Lionel looked up at him.
“What are you saying?” he asked in English.
Sakr-el-Bahr bent over him, and his face as all could see was evil and mocking. No doubt he spoke to him in English also, but no more than a murmur reached the straining ears of Rosamund, though from his countenance she had no doubt of the purport of his words. And yet she was far indeed from a correct surmise. The mockery in his countenance was but a mask.
“Take no heed of my looks,” he was saying. “I desire them up yonder to think that I abuse you. Look as a man would who were being abused. Cringe or snarl, but listen. Do you remember once when as lads we swam together from Penarrow to Trefusis Point?”
“What do you mean?” quoth Lionel, and the natural sullenness of his mien was all that Sakr-el-Bahr could have desired.
“I am wondering whether you could still swim as far. If so you might find a more appetizing supper awaiting you at the end—aboard Sir John Killigrew’s ship. You had not heard? The Silver Heron is at anchor in the bay beyond that headland. If I afford you the means, could you swim to her do you think?”

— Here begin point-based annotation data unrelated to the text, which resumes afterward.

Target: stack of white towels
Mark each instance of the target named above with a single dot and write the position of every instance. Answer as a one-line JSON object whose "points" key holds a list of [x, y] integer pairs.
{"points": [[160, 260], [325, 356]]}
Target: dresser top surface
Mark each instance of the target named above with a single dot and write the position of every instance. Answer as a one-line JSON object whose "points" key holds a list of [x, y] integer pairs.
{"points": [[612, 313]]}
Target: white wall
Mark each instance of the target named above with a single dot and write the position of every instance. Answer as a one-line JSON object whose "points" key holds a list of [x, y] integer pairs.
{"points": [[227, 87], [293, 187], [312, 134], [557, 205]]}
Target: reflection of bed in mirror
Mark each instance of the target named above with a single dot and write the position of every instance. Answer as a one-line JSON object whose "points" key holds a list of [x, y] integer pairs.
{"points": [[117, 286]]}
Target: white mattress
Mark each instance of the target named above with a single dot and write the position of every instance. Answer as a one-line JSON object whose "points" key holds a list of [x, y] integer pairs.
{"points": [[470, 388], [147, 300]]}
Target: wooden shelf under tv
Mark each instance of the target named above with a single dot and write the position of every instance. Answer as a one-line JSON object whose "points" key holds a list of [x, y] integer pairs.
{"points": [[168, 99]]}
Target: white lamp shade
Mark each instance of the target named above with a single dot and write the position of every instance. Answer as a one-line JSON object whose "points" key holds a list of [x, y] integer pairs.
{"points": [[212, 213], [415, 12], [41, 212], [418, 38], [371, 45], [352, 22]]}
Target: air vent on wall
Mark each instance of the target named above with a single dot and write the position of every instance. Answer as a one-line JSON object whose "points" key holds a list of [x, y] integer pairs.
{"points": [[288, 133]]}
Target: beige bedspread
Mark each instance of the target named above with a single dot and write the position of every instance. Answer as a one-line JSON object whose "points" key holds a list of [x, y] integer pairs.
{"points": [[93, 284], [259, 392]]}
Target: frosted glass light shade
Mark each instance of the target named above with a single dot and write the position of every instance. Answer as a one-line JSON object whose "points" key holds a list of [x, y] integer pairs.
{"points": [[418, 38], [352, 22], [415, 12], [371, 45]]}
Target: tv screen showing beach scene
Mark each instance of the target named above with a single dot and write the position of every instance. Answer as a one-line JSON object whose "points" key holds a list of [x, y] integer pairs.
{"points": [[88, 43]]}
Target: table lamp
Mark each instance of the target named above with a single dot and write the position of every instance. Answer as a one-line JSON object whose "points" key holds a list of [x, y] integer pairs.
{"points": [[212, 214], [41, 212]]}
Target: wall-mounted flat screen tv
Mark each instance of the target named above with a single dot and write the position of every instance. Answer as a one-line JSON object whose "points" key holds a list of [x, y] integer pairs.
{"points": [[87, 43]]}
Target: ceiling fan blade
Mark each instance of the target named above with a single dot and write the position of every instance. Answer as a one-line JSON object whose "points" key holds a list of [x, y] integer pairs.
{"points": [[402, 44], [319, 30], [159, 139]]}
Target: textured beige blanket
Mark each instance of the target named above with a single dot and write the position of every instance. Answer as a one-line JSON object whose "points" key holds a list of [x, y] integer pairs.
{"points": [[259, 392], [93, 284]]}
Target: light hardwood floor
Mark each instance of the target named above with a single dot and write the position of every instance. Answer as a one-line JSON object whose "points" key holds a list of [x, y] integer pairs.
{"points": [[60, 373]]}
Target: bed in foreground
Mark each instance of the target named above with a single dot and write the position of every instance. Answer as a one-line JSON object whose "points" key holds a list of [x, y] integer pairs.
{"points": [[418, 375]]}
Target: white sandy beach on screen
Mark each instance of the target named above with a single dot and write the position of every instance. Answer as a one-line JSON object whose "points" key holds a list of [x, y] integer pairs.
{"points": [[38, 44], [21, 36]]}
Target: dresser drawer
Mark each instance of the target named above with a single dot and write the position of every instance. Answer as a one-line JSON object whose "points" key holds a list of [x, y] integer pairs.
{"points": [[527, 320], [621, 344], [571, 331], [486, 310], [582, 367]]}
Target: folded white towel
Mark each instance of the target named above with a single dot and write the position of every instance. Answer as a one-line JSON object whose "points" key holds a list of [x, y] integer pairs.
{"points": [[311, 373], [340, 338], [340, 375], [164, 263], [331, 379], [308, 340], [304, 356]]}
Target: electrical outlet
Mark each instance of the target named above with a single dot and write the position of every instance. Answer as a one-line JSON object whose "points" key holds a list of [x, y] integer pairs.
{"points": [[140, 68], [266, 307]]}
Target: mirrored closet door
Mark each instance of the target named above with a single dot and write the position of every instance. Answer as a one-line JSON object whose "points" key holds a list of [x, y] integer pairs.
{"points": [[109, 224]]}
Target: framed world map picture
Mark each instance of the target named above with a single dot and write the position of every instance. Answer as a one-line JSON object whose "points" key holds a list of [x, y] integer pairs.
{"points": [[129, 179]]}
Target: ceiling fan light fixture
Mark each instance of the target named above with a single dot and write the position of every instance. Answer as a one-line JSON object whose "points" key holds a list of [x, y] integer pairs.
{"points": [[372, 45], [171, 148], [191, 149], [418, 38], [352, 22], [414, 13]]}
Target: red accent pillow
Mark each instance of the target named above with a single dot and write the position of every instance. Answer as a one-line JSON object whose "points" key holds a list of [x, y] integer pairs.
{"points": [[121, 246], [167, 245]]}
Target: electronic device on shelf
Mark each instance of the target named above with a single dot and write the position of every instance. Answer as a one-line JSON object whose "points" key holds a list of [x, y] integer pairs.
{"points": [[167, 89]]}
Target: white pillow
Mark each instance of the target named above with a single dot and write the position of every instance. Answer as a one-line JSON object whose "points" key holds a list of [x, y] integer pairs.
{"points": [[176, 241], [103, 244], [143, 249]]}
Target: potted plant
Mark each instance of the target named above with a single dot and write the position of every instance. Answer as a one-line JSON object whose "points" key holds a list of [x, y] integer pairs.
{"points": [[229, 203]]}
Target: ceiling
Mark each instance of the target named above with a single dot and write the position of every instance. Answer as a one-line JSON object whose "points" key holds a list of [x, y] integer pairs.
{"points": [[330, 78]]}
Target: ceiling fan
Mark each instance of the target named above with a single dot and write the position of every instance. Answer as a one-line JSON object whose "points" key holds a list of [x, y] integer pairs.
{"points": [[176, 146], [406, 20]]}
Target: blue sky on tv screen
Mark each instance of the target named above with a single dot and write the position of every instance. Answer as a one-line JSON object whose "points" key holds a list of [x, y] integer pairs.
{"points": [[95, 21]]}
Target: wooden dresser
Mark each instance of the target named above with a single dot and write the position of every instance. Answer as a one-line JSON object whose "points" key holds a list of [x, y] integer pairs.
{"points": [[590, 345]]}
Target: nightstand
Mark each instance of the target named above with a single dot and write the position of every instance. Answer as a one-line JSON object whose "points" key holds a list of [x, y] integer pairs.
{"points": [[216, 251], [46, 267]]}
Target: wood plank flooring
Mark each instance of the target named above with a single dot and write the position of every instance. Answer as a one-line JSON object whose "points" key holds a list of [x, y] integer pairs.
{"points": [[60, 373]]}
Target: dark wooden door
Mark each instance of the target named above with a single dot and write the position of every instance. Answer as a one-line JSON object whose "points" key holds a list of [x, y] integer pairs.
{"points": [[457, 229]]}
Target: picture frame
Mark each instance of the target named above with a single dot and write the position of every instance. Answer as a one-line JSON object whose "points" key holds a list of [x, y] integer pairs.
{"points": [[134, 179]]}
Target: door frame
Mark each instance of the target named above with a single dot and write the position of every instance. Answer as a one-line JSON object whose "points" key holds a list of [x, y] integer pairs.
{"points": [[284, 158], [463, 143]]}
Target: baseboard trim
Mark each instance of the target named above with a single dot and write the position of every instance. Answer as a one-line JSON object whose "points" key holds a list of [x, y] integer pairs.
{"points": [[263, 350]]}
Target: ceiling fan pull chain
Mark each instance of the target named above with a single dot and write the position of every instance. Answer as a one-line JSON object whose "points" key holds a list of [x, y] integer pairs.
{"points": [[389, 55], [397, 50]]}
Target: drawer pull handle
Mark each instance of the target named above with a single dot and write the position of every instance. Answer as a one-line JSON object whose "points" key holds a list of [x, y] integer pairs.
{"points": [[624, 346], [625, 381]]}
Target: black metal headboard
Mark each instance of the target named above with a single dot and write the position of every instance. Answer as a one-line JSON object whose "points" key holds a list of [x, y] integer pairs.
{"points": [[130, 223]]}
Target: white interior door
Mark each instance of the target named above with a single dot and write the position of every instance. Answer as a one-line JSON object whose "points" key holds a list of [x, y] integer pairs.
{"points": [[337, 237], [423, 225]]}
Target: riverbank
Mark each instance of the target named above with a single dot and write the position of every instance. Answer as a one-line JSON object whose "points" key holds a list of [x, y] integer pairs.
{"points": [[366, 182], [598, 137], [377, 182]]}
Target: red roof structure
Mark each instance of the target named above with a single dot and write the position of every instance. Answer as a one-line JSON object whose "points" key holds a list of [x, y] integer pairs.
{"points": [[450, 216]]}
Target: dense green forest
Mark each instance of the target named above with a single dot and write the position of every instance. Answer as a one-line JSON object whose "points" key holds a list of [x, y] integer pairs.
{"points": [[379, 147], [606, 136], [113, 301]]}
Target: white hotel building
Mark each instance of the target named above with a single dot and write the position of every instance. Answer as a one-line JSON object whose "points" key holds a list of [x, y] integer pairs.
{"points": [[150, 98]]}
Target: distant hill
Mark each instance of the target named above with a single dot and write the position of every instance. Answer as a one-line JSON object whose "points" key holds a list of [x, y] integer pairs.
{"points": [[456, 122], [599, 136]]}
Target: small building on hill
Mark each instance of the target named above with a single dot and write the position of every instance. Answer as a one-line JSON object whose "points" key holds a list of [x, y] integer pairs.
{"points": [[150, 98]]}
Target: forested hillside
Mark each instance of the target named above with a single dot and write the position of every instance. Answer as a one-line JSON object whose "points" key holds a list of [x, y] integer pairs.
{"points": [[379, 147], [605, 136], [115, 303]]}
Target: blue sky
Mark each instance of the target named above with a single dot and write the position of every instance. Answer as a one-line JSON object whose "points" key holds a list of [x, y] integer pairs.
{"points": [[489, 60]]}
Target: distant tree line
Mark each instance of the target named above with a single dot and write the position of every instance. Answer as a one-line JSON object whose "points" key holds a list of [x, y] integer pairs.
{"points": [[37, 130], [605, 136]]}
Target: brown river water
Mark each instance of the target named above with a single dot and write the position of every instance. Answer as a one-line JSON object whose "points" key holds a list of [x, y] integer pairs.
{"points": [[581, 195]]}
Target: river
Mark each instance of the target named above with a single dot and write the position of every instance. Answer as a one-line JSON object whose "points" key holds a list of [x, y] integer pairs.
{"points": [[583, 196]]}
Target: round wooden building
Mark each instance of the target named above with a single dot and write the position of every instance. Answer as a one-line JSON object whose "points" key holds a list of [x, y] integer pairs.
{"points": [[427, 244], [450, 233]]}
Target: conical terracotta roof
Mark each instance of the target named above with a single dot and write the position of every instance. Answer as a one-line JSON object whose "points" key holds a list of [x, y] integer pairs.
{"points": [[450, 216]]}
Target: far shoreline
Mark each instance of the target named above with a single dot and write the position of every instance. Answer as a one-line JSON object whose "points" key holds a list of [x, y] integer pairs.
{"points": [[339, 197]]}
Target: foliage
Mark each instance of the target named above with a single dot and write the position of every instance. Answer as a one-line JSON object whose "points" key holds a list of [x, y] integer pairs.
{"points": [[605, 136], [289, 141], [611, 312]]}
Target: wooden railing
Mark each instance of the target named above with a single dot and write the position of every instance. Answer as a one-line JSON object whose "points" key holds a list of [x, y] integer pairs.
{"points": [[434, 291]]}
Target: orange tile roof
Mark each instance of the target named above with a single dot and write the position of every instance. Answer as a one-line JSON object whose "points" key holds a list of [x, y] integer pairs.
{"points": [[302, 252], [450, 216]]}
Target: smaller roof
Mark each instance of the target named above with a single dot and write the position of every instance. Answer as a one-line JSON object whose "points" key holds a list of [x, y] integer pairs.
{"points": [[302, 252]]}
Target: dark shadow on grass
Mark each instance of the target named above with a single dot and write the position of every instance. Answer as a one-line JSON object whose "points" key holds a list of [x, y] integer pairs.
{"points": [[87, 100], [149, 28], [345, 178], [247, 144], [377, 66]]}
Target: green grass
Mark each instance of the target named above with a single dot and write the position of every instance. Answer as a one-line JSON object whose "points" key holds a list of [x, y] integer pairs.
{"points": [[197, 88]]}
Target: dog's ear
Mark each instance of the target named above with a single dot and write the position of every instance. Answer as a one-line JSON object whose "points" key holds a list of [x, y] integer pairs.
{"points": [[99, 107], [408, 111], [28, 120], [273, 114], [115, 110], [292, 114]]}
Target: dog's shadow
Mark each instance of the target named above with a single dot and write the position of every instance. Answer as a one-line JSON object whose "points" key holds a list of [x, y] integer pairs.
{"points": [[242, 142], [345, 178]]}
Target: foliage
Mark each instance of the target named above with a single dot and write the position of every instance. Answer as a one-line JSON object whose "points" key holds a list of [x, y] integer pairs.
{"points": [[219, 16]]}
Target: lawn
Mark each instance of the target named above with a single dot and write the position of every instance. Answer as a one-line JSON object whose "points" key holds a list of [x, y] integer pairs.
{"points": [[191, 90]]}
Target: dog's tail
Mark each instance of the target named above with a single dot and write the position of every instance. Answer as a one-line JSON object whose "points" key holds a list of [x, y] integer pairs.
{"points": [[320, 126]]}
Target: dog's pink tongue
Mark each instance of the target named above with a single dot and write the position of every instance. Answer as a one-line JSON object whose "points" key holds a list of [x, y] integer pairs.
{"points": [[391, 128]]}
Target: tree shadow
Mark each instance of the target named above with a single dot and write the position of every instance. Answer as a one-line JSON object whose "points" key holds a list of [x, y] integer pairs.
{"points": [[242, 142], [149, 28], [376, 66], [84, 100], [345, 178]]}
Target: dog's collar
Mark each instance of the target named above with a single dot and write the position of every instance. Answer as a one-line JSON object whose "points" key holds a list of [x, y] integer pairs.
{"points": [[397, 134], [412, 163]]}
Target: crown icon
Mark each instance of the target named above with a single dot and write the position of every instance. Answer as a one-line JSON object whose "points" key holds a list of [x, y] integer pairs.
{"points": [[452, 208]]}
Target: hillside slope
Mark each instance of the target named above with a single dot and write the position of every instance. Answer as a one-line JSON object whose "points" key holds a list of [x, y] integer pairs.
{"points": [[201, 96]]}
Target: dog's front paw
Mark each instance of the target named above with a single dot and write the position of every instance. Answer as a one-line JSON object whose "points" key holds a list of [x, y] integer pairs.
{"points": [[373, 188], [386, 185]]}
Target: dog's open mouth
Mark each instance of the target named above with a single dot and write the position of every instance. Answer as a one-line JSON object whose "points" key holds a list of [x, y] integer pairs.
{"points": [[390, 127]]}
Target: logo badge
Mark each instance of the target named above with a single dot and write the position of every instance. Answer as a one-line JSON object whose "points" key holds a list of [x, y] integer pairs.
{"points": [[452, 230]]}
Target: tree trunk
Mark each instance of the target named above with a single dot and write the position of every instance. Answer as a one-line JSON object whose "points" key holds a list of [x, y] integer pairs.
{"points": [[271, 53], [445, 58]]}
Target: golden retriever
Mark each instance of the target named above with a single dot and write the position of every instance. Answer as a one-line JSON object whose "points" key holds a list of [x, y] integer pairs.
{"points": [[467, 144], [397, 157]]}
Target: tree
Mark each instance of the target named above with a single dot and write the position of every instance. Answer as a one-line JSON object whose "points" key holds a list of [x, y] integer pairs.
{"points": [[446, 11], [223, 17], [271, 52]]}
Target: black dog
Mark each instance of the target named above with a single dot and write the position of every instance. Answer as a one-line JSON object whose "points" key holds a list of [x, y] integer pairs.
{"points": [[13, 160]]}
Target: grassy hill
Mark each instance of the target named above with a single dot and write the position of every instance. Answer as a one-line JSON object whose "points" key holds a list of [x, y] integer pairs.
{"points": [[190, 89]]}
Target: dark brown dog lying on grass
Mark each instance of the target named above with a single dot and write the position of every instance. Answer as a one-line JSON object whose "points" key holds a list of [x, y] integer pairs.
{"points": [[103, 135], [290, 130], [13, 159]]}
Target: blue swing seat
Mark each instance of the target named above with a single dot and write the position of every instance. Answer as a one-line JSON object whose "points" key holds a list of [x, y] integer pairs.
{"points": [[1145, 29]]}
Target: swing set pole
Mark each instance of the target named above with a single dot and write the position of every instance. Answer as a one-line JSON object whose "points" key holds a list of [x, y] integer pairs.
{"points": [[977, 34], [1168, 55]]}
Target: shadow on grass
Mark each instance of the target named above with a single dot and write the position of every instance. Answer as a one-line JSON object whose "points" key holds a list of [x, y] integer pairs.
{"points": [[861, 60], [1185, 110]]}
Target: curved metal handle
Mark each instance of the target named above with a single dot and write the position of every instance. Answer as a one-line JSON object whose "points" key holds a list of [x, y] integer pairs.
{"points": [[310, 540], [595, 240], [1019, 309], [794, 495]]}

Lionel stared at him in profoundest amazement. “Do you mock me?” he asked at length.
“Why should I mock you on such a matter?”
“Is it not to mock me to suggest a way for my deliverance?”
Sakr-el-Bahr laughed, and he mocked now in earnest. He set his left foot upon the rowers’ stretcher, and leaned forward and down his elbow upon his raised knee so that his face was close to Lionel’s.